02/14/1969 – 4:40 PM A silvery tube shaped UFO spouting orange flames from the tail seen by the villagers in Nome and Unalakleet was traveling rapidly Northwest. (Project Blue Book)
Other sightings were mentioned in Project Blue Book in 1957, 1958, 1960, and 1967. I don’t have my trusty Project Blue Book handy to describe the sightings in detail, because my book was borrowed by one of my investigator friends, and hey! I think he’s had it long enough. geeesh
So we do know UFO’s are seen and reported coming out of Nome, Alaska. What does this tell us Dorthy? Auntie Em asks? It tells us people from a town of 3,500 talk and communicate with not only each other but the outside world as well. And yes they report UFOs! Small town populations do have a tendency to “spread the word”. Remember the Andy Griffith Show? Oh that Barney, everyone knew Thelma Lou was his girl…. In your face Bill O’Reilly!

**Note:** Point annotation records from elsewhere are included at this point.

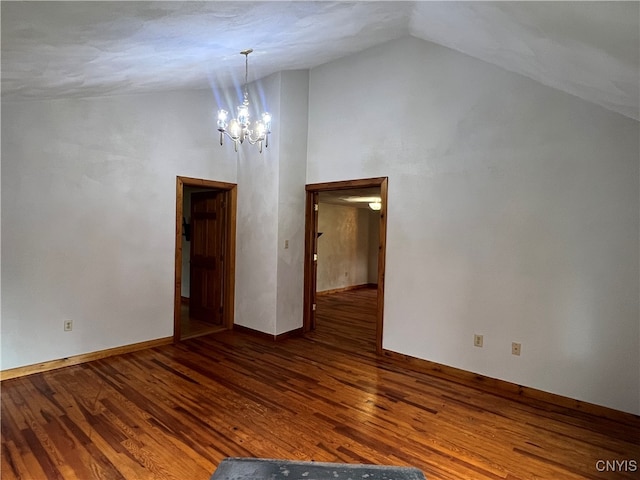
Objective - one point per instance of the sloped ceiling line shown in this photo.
(86, 48)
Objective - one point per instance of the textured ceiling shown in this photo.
(72, 49)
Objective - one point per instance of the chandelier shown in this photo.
(237, 129)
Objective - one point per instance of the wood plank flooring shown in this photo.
(175, 411)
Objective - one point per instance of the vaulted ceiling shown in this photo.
(93, 48)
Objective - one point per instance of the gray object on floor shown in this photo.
(258, 469)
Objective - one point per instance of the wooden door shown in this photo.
(312, 259)
(208, 239)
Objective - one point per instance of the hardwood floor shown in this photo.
(347, 320)
(191, 328)
(175, 411)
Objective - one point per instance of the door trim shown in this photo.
(230, 190)
(311, 243)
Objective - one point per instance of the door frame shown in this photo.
(231, 194)
(311, 242)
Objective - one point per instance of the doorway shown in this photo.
(312, 233)
(204, 257)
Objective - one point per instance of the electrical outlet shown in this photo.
(515, 348)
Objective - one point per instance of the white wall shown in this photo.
(343, 248)
(374, 246)
(512, 212)
(292, 136)
(88, 217)
(269, 279)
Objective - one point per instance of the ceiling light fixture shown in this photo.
(237, 129)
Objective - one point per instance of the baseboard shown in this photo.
(507, 389)
(77, 359)
(346, 289)
(267, 336)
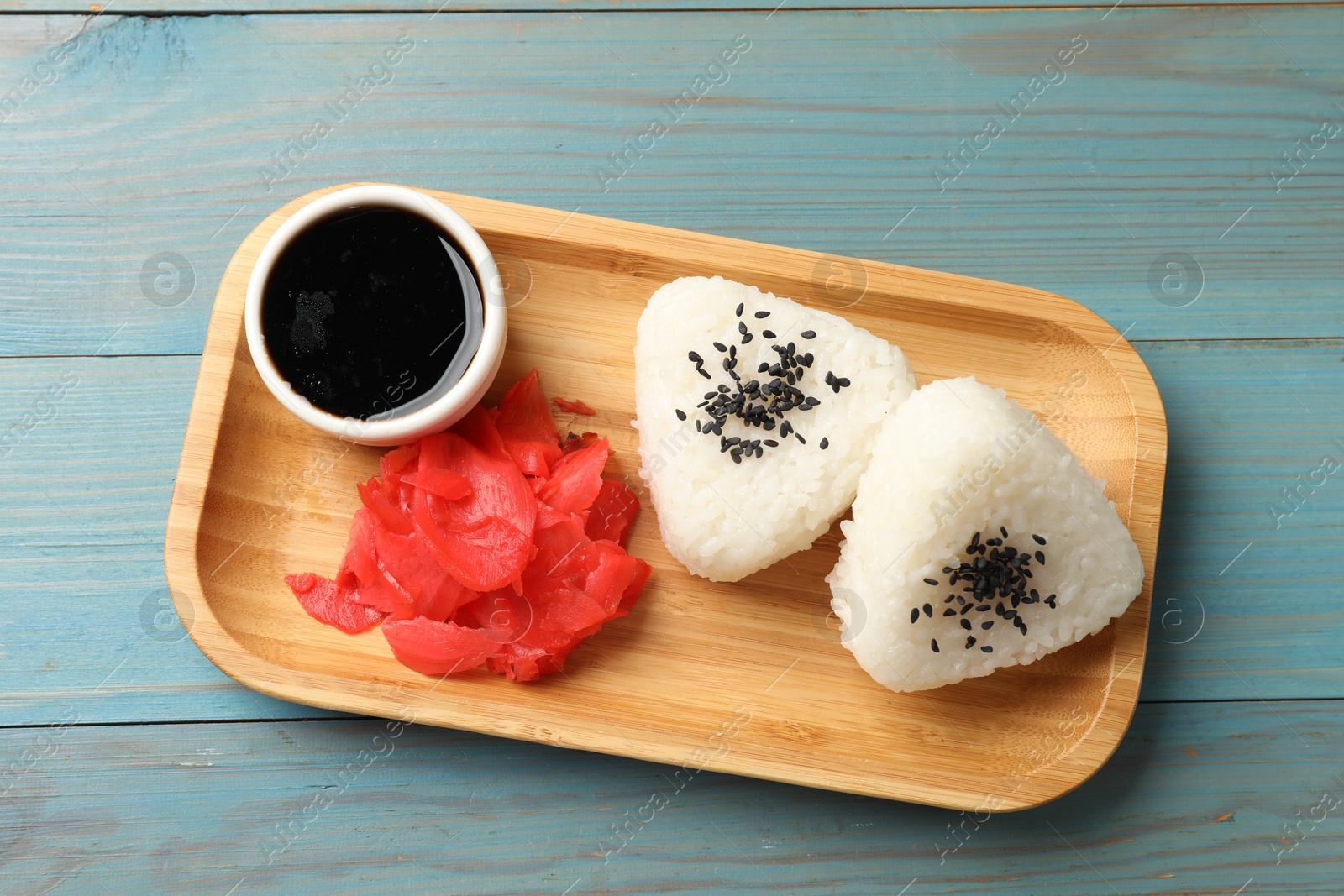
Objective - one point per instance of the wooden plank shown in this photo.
(562, 7)
(826, 134)
(82, 559)
(1196, 801)
(647, 688)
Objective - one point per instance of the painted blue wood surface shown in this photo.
(1158, 147)
(87, 496)
(1195, 801)
(827, 134)
(561, 7)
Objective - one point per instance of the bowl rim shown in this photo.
(450, 402)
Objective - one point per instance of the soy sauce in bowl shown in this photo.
(370, 312)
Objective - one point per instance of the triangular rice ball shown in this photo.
(929, 587)
(719, 363)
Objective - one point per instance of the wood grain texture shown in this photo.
(154, 140)
(826, 136)
(260, 495)
(89, 550)
(561, 7)
(1194, 802)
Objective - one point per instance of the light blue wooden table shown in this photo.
(1183, 175)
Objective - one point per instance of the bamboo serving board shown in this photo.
(749, 678)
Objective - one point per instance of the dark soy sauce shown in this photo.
(369, 309)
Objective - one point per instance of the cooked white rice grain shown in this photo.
(726, 520)
(954, 459)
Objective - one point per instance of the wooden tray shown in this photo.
(746, 679)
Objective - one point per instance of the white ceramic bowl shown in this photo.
(443, 405)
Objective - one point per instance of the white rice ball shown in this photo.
(956, 459)
(726, 520)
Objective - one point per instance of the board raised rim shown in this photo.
(606, 235)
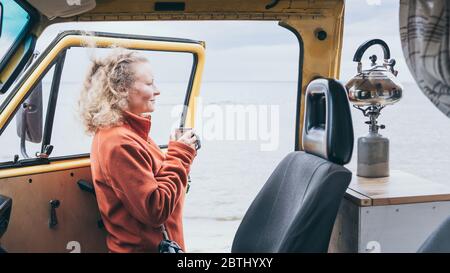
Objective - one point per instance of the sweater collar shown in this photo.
(140, 125)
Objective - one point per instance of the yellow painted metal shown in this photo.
(52, 167)
(320, 58)
(101, 42)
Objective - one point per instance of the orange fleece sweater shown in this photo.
(138, 187)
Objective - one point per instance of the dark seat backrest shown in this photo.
(296, 208)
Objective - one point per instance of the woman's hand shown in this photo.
(189, 138)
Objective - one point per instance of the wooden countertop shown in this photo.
(399, 188)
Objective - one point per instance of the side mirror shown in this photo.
(29, 118)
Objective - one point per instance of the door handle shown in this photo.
(5, 213)
(53, 221)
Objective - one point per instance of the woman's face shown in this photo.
(141, 96)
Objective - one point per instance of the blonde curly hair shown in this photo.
(105, 90)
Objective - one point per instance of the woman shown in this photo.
(138, 187)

As a follow-up I did try to get information based on public opinion, directly out of Nome. I called Nome’s Visitor Center, got a recording and left my number. As of this writing I have not received a response, probably because I said I wanted to talk with someone about the movie and I was going to blog on it for my website, UFOnut.com. (ok that was a mistake) Then I contacted their City Hall looking for a PR department and was immediately referred back to the Visitor Center. Ok, now I understand what they’re doing. But not to be totally defeated I thought, “Who could I call over in Nome and have an opportunity to speak with?” How about, let’s say, the average Joe, or uh, Joan? So I searched and found the number to Nome’s Community Center.. Ah ha! They’ll pick up the phone. And they did! This is what the “name on file” person told me, I’ll refer to her as Abigail. heh heh
Well when Abigail originally heard about the movie and what is was about, she knew right off in an instant it was a hoax and refused to go see it. People in town who saw it (and this is a town of 3500, less than the amount of people who shop Walmart daily) were, well they were pretty darn mad. Abigail waited for the DVD release and then finally watched it. Her decision? It was ridiculous! When I asked Abigail what the public was saying, she stated:
“People were upset in the community because of the lies and misinformation about Nome.” “They were also mad because of the way the movie portrayed Nome.” Nome’s current slogan is, “There’s no place like Nome”. (Of course this is not to encourage any future visitations from our alien neighbors)
When I asked Abigail about the 24 disappearances the FBI investigated, she said she agreed with their findings. When bodies of missing persons are found, there’s usually no signs of trauma, just hypothermia. So I asked her if there was a higher than average crime rate there, and she said, “No, this is a nice place to live.”
So there you have it. The movie was a hoax, the people of Nome are pissed, yet there are still people out there who are convinced it really happened. One has to consider the thought or premise if you will, the movie about Nome was really releasing information about real abductions elsewhere. You now change the name of the real town while throwing the attention some where else.
It could happen, but not likely. Information does get leaked out and investigators would have caught wind of it. There would have been at least an abduction case reported somewhere, especially considering how horrific the incident was portrayed in the movie. Ok, enough said, or typed, let’s put this one to bed and start concentrating on the real cases. If you’re going to remember anything about the movie, “The Fourth Kind”, remember this. “There’s no place like Nome”.